Majalahtrass.com, JAKARTA — Resmob Polda Metro diduga memback up aksi mafia tanah di DKI Jakarta, Subdit 3 Resmob Polda Metro Jaya telah dilaporkan ke Divisi Profesi dan Pengamanan (Propam) Polda Metro Jaya. Pelaporan tersebut dibuat berdasarkan tindakan Resmob Polda Metro Jaya yang dianggap merugikan ahli waris dan menguntungkan mafia tanah terkait sebidang tanah di daerah Kembangan, Jakarta Barat.

“Subdit 3 (Resmob) telah mengambil alih lahan kita, katanya ada surat SK dari Menteri Pertanahan BPN untuk mengosongkan lahan tersebut, tapi setelah dikosongkan langsung diserahkan ke pihak lain lawan, PT. Proline Finance.

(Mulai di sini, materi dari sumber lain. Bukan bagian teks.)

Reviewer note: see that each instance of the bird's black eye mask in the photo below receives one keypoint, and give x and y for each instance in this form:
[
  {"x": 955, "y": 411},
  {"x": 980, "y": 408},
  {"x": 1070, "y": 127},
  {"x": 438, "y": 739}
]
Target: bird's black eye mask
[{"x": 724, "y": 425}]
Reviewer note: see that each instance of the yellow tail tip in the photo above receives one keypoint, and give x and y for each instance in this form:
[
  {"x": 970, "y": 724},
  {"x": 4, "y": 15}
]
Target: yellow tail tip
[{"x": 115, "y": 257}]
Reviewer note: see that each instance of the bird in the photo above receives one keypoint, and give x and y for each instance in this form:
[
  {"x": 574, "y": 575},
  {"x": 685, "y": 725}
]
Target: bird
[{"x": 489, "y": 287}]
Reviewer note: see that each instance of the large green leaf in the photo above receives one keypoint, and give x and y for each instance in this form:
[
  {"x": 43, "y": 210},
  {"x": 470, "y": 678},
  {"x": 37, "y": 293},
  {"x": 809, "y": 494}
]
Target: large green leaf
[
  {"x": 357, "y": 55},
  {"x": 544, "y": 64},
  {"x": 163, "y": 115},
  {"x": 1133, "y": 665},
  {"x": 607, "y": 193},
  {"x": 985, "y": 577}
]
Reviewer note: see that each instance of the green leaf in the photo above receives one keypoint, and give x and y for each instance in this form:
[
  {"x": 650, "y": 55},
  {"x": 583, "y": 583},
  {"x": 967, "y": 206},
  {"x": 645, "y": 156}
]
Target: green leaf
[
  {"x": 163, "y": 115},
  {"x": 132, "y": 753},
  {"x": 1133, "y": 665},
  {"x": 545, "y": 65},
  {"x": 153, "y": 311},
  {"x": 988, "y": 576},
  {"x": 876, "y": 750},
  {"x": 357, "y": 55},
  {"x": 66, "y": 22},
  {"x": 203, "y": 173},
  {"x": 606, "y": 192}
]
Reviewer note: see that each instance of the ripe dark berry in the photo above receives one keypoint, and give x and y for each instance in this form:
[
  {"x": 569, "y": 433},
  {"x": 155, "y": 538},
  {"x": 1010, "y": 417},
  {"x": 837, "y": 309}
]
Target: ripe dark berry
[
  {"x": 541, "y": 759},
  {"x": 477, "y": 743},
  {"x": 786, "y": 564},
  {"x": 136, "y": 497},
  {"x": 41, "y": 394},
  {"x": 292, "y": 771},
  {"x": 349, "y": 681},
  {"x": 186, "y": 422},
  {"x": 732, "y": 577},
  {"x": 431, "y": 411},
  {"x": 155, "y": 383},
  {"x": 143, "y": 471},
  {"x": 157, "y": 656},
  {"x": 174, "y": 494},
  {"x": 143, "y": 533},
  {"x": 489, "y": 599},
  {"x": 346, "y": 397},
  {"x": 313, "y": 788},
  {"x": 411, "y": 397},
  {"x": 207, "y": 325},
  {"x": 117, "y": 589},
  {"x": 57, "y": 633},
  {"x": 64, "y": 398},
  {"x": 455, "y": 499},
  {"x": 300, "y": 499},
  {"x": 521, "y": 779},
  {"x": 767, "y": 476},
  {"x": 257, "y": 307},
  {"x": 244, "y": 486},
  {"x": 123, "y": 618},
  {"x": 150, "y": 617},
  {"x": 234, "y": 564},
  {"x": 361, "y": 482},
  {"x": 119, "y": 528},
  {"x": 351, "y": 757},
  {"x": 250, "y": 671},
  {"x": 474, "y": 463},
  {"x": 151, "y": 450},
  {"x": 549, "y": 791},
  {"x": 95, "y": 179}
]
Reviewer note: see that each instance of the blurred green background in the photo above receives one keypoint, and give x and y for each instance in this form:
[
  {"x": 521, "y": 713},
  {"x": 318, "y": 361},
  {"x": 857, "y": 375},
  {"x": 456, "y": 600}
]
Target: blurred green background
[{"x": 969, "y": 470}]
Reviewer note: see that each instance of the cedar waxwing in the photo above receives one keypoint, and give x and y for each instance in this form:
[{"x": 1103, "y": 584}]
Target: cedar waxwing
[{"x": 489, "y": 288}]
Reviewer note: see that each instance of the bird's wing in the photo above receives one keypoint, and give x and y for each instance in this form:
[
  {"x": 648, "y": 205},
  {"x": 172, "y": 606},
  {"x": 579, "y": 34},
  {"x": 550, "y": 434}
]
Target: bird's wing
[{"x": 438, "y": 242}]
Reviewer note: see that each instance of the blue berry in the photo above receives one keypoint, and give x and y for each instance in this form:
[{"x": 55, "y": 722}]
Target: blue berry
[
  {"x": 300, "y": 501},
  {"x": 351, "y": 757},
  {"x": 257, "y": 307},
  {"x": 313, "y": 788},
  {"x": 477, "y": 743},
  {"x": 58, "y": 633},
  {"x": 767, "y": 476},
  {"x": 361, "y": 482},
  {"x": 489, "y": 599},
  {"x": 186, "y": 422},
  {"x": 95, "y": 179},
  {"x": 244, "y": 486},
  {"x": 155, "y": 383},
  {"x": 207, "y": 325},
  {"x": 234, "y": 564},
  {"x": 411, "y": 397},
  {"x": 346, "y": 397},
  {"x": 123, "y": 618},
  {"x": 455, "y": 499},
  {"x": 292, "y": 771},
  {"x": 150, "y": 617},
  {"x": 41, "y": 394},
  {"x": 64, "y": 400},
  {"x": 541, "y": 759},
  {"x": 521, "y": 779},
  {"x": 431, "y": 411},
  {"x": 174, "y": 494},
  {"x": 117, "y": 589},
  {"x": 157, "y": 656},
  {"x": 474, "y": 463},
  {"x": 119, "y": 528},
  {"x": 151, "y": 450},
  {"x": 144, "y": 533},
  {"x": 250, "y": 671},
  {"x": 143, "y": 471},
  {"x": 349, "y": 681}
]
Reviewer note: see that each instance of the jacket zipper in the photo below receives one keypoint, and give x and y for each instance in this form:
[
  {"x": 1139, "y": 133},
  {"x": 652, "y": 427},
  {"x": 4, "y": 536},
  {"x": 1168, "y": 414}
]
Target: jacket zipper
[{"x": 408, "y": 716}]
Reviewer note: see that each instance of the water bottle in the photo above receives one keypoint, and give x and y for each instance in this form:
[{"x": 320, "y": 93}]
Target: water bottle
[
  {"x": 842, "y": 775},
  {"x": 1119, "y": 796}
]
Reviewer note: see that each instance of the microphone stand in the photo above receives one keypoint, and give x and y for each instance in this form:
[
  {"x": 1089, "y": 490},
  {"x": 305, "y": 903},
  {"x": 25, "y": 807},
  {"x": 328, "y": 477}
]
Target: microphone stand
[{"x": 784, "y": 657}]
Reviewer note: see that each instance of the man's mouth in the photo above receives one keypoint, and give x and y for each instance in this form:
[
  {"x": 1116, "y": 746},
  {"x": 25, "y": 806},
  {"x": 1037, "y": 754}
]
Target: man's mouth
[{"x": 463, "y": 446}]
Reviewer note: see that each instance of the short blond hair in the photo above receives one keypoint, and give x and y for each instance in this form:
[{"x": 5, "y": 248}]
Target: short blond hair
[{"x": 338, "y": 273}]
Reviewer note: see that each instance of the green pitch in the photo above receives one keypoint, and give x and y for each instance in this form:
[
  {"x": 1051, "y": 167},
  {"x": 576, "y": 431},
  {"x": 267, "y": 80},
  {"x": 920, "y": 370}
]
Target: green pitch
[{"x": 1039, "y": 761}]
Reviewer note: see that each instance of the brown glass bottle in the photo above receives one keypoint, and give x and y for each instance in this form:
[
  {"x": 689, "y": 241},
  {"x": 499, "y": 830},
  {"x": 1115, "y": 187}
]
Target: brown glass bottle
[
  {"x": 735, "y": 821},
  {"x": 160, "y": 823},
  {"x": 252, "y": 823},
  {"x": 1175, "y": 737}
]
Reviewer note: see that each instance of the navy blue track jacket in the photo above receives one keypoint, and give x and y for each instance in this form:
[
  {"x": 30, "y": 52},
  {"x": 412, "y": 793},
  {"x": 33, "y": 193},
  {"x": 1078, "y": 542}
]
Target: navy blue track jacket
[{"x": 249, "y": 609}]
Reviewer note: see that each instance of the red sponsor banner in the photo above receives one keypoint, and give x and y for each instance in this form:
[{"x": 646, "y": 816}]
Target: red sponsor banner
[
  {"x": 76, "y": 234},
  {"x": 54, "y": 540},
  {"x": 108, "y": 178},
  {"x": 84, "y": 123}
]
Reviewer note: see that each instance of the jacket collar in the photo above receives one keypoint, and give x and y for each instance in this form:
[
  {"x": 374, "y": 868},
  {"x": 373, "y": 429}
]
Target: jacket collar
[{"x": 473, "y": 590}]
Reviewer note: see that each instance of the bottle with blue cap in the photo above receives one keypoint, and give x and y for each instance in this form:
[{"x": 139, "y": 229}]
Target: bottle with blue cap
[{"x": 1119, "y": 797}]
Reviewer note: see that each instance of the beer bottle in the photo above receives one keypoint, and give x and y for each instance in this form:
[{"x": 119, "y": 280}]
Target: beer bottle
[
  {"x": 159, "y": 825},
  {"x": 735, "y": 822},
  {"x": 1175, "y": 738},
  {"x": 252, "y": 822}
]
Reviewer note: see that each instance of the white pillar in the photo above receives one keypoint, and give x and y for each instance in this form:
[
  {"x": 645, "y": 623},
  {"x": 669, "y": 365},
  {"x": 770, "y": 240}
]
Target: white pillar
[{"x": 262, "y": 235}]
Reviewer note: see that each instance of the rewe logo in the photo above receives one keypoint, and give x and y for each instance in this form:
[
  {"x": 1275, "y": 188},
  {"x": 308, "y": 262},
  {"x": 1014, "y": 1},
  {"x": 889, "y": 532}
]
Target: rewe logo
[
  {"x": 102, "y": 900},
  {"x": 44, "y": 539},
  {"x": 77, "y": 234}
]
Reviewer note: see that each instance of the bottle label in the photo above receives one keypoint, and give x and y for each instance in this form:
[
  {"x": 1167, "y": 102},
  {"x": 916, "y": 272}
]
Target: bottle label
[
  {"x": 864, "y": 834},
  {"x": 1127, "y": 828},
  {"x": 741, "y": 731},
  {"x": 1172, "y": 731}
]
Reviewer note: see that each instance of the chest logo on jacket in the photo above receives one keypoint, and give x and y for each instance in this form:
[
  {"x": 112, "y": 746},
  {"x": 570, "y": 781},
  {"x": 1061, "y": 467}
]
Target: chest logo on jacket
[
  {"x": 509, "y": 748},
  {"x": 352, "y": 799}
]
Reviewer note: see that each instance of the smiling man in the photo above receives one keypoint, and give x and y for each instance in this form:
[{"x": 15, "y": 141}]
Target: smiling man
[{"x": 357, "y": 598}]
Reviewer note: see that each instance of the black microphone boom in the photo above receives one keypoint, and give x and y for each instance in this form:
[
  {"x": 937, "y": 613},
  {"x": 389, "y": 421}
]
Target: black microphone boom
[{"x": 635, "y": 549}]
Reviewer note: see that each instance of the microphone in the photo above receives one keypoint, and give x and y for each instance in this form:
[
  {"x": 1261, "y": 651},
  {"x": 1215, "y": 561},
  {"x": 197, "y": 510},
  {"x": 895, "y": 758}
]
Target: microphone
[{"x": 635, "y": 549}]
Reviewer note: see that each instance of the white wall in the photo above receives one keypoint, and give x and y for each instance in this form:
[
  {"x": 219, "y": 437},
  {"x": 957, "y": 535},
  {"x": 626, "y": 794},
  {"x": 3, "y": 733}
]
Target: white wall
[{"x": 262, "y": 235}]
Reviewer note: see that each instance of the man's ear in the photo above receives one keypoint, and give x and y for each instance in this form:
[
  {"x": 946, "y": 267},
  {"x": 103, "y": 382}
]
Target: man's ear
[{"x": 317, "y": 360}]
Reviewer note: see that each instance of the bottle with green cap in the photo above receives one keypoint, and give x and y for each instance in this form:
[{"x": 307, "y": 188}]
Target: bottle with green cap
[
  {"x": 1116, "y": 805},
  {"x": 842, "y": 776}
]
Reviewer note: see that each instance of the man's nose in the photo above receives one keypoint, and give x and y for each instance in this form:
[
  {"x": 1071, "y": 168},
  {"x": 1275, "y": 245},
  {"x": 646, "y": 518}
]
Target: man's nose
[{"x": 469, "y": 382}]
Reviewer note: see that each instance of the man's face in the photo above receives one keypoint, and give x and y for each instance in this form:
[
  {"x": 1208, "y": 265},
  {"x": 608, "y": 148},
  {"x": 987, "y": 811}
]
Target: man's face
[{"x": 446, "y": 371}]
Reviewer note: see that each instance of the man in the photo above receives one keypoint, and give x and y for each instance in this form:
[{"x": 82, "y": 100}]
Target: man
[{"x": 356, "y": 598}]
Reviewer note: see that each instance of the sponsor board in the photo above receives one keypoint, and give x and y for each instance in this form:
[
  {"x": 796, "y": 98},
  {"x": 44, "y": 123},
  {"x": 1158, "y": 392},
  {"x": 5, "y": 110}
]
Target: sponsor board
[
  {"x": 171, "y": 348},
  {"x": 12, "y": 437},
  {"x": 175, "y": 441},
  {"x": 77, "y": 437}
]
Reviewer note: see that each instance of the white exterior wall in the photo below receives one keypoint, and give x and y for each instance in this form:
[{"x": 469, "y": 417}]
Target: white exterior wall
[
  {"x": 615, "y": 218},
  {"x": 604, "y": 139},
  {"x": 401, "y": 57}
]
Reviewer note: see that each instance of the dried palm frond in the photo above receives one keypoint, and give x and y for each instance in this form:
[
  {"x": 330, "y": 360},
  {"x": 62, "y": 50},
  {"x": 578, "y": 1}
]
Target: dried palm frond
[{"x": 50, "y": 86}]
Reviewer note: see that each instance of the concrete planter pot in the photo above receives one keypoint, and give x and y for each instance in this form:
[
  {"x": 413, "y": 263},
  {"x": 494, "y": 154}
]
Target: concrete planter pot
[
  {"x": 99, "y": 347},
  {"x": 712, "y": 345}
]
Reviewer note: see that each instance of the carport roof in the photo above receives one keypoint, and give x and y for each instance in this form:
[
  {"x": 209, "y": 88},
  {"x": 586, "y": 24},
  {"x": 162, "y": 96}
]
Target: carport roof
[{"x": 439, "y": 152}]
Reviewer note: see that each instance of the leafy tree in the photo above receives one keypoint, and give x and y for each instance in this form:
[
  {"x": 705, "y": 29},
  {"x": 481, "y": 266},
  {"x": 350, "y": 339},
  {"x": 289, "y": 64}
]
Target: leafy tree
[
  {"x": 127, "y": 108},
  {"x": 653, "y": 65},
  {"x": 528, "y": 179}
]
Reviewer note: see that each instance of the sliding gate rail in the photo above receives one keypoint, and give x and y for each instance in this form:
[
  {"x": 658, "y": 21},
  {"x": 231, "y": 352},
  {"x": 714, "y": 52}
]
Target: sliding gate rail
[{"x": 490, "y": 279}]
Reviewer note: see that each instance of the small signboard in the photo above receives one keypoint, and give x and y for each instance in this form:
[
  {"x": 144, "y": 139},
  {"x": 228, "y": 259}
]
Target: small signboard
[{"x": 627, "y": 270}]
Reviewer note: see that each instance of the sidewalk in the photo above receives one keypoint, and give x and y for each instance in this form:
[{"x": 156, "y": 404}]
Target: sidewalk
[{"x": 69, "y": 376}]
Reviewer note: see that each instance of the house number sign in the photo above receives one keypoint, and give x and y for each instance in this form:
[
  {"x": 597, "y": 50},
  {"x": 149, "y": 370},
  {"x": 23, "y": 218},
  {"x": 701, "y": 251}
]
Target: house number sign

Kami menganggap tindakan polisi itu merupakan tindakan premanisme,” ucap kuasa ahli waris, Charles Ingkiriwang saat konferensi pers di Jakarta, Jumat (5/3).

Read More

Selain itu, kata Charles, Polda Metro Jaya juga telah menetapkan salah satu dari ahli waris Lie Bok Sie, Damiri H. Sajim sebagai tersangka tanpa dilakukan pemeriksaan terlebih dulu dan dengan dasar bukti palsu yang dbuat oleh mafia tanah. Damiri dijadikan tersangka atas dugaan memasuki lahan perkarangan orang lain. Padahal, tanah yang ditinggalinya adalah miliknya sendiri

“Lanjutnya. Saya sudah tunjukan bahwa sertifikat tersebut sudah dicabut oleh BPN Barat dan Kanwil DKI, tapi polisi nggak mau tahu. Ini mafia tanah, ada putusan pengadilan yang tidak pernah dilakukan persidangan, tapi ada putusan,” ucapnya.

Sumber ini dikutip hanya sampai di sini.